Parsing MIME mail headers

M

Mike

I have thousands of .EMLX files from a client. I need to parse the To,
From, Subject, Date, and CC fields from the headers. I've got my code
running, and it works. I just can't help but think it isn't as efficient
as it could be.

I'm reading the files, which are plain text, and line-by-line looking for
the field names. The To and CC fields are particularly tricky because they
are multi-line (or can be). When I hit one of these fields, I start a sub
loop that captures the lines until it finds another field, which seems to
work okay.

I wrote versions of this code, which are practically identical, in VBA and
VBS to store this data in an access DB. Does anyone know a dll, COM object,
or .Net object that can do this more efficiently? I have no problem
re-writing my code if necessary. I'm going to be getting a hard drive full
of these soon, so I'd like to speed up my code as much as I can.
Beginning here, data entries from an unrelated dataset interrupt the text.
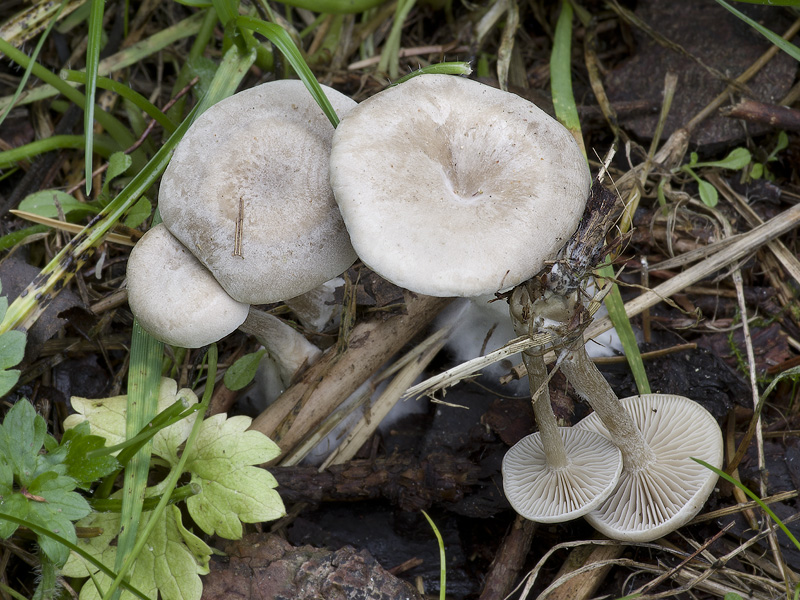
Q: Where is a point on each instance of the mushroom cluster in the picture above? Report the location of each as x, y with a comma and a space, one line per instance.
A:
248, 216
446, 187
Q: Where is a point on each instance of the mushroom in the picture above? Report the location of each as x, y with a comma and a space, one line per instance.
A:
558, 473
660, 488
453, 188
247, 192
174, 297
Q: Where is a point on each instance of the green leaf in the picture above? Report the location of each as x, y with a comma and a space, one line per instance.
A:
118, 163
105, 415
138, 213
12, 348
21, 438
43, 203
79, 442
777, 40
8, 379
167, 565
107, 418
233, 490
708, 193
738, 159
16, 505
242, 372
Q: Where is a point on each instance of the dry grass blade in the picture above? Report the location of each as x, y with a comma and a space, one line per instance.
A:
115, 238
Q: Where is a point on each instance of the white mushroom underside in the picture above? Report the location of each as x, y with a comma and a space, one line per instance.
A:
174, 297
653, 500
540, 493
452, 188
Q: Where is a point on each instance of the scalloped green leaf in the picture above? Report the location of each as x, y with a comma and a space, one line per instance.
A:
79, 442
43, 203
167, 565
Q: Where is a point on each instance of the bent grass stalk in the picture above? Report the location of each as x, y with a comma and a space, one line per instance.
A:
442, 563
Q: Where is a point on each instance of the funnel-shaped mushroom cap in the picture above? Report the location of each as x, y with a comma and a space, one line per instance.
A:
174, 297
453, 188
546, 495
654, 499
256, 165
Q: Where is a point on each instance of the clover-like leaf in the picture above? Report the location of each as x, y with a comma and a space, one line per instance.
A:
233, 490
107, 418
47, 202
54, 506
167, 565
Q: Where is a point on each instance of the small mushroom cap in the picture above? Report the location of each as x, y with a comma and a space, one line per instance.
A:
449, 187
546, 495
653, 500
261, 155
174, 297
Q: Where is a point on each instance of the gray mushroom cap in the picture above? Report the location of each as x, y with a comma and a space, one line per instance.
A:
661, 496
174, 297
256, 165
540, 493
453, 188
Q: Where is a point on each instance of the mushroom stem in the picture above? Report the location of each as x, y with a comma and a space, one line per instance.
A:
555, 453
521, 309
590, 384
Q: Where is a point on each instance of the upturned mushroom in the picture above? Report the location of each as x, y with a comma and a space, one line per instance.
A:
453, 188
247, 192
558, 473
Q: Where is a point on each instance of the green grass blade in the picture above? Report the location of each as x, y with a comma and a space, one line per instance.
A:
622, 325
77, 549
561, 75
445, 68
144, 378
442, 563
24, 311
278, 36
126, 92
25, 76
92, 61
567, 114
9, 158
755, 499
391, 47
773, 37
172, 479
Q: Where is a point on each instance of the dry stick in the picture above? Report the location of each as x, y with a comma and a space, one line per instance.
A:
330, 381
779, 117
369, 423
744, 244
586, 584
509, 560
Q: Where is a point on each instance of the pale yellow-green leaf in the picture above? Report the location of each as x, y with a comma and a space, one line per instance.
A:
232, 489
166, 441
167, 565
107, 418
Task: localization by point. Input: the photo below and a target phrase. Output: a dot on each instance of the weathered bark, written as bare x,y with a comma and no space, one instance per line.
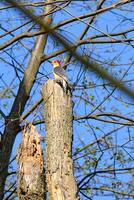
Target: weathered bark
58,122
31,177
13,120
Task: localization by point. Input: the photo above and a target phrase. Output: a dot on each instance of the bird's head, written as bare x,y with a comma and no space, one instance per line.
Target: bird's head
56,63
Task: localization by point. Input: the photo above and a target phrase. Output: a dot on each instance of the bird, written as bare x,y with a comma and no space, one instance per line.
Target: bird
59,74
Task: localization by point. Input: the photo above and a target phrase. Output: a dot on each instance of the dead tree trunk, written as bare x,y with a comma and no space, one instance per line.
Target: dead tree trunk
58,122
31,179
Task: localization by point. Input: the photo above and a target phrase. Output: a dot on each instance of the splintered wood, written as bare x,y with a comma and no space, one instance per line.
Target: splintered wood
31,178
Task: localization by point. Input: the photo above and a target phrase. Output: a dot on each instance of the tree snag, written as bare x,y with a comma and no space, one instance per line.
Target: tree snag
31,178
58,122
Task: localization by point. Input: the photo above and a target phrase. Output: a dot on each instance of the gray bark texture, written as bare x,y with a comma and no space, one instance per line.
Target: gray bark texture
58,122
31,177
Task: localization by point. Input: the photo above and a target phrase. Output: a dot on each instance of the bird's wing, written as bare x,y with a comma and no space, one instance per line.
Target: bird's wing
60,72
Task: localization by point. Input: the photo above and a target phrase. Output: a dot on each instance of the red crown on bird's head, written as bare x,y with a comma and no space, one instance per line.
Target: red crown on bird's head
54,62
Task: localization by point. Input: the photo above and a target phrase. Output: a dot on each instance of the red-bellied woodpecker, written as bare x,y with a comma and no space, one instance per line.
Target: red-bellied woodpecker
59,74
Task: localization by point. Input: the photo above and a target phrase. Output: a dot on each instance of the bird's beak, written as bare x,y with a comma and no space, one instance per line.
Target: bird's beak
49,61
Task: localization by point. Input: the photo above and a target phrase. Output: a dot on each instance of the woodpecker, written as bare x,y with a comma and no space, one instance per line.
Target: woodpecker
59,74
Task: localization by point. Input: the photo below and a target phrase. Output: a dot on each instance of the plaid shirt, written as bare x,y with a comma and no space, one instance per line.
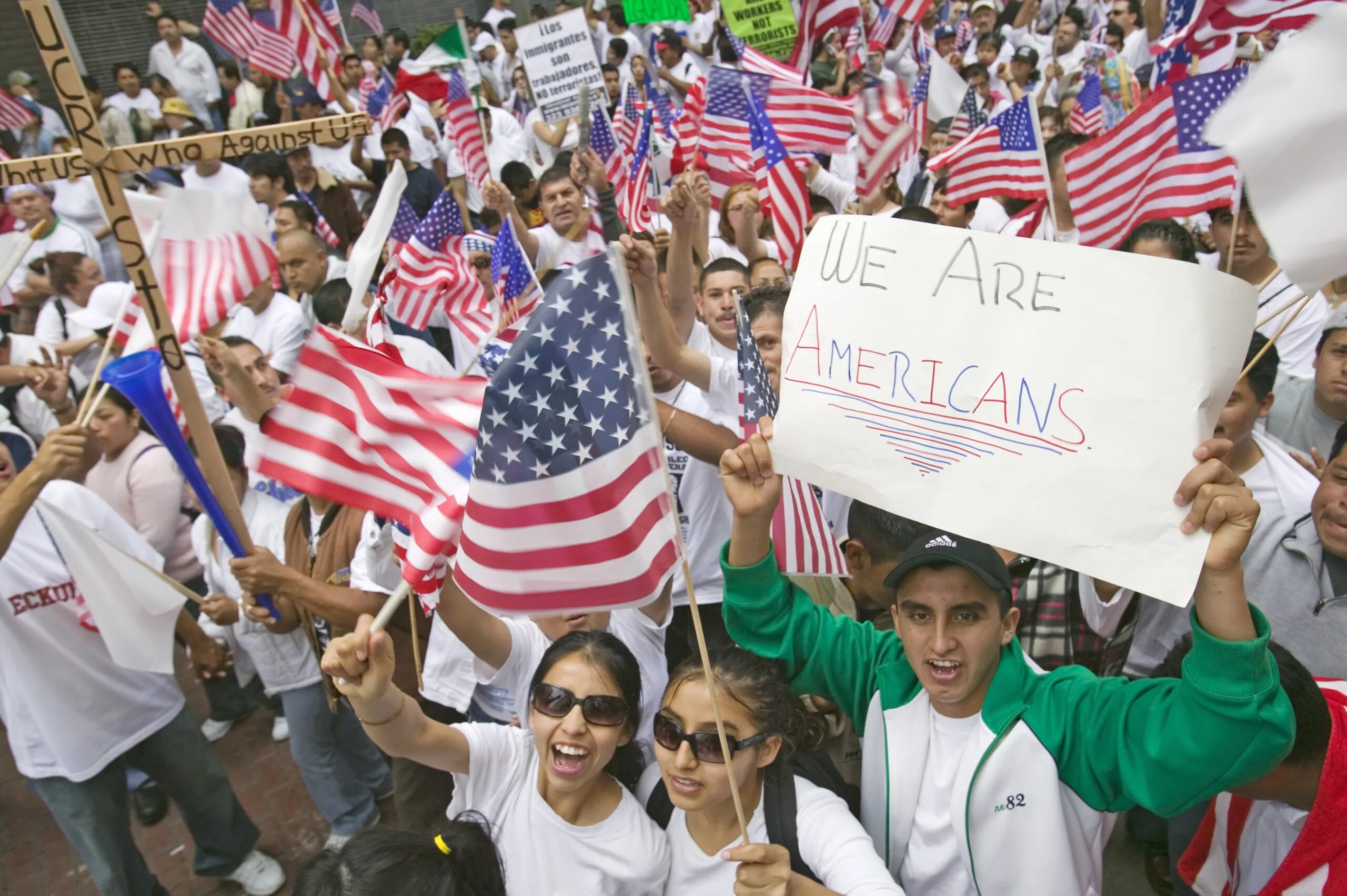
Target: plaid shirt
1052,627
I also need to extract attachments. I have my Base64 decoder working using
MSXML2, but I'm having trouble identifying the begging and end of the
attachment.
 
M

Mike

This is not XML, perhaps they're not MIME, but they are standard internet
mail files. Here are some of the headers.

Received: <Removed for privacy> 12 Feb 1998 13:05:31 -0000
Received: from unknown <Removed for privacy>
<Removed for privacy>
by <Removed for privacy> with SMTP
for <Removed for privacy> 12 Feb 1998 13:05:31 -0000
Received: <Removed for privacy>; 12 Feb 1998 13:05:31 -0000
Received: from <Removed for privacy>
(envelope-sender <Removed for privacy>)
by <Removed for privacy> with SMTP
for <Removed for privacy>; 12 Feb 1998 13:05:30 -0000
Received: from unknown [<Removed for privacy>] (<Removed for privacy>)
by <Removed for privacy> (mxl_mta-5.4.0-1)
with ESMTP id <Removed for privacy>(envelope-from <Removed for privacy>);
Tue, 12 Feb 1998 06:05:30 -0700 (MST)
Received: from unknown [<Removed for privacy>] (EHLO<Removed for privacy>)
by <Removed for privacy>(mxl_mta-5.4.0-1) over TLS secured channel
with ESMTP id <Removed for privacy>(envelope-from <Removed for privacy>);
Tue, 12 Feb 1998 06:05:28 -0700 (MST)
Received: from <Removed for privacy> ([<Removed for privacy>]) by <Removed
for privacy>
([<Removed for privacy>]) with mapi; Tue, 12 Feb 1998 08:00:12 -0500
From: <Removed for privacy>
To: <Removed for privacy>
CC: <Removed for privacy>, <Removed for privacy>,
<Removed for privacy>, <Removed for privacy>, <Removed for privacy>,
<Removed for privacy>
Date: Tue, 12 Feb 1998 08:00:11 -0500
Subject: Re:something, something
Thread-Topic: <Removed for privacy>
Thread-Index: <Removed for privacy>
Message-ID: <Removed for privacy>
Accept-Language: en-US
Content-Language: en-US
 
J

James Whitlow

Mike said:
I have thousands of .EMLX files from a client. I need to parse the To,
From, Subject, Date, and CC fields from the headers. I've got my code
running, and it works. I just can't help but think it isn't as efficient
as it could be.

I'm reading the files, which are plain text, and line-by-line looking for
the field names. The To and CC fields are particularly tricky because
they are multi-line (or can be). When I hit one of these fields, I start
a sub loop that captures the lines until it finds another field, which
seems to work okay.

I wrote versions of this code, which are practically identical, in VBA and
VBS to store this data in an access DB. Does anyone know a dll, COM
object, or .Net object that can do this more efficiently? I have no
problem re-writing my code if necessary. I'm going to be getting a hard
drive full of these soon, so I'd like to speed up my code as much as I
can.

I also need to extract attachments. I have my Base64 decoder working
using MSXML2, but I'm having trouble identifying the begging and end of
the attachment.

Mike, you might want to consider using regular expressions. They tend to
work quite well for what you are wanting to do. See below for a small
example.

Set oFSO = CreateObject("Scripting.FileSystemObject")
Set oRegEx = CreateObject("VBScript.RegExp")

oRegEx.Multiline = True

sEmail = oFSO.OpenTextFile("Email.txt", 1).ReadAll

oRegEx.Pattern = "^To:([\x00-\xff]*?[\n\r\f]*?)[\n\r\f]*?.*?:"
sTo = oRegEx.Execute(sEmail)(0).Submatches(0)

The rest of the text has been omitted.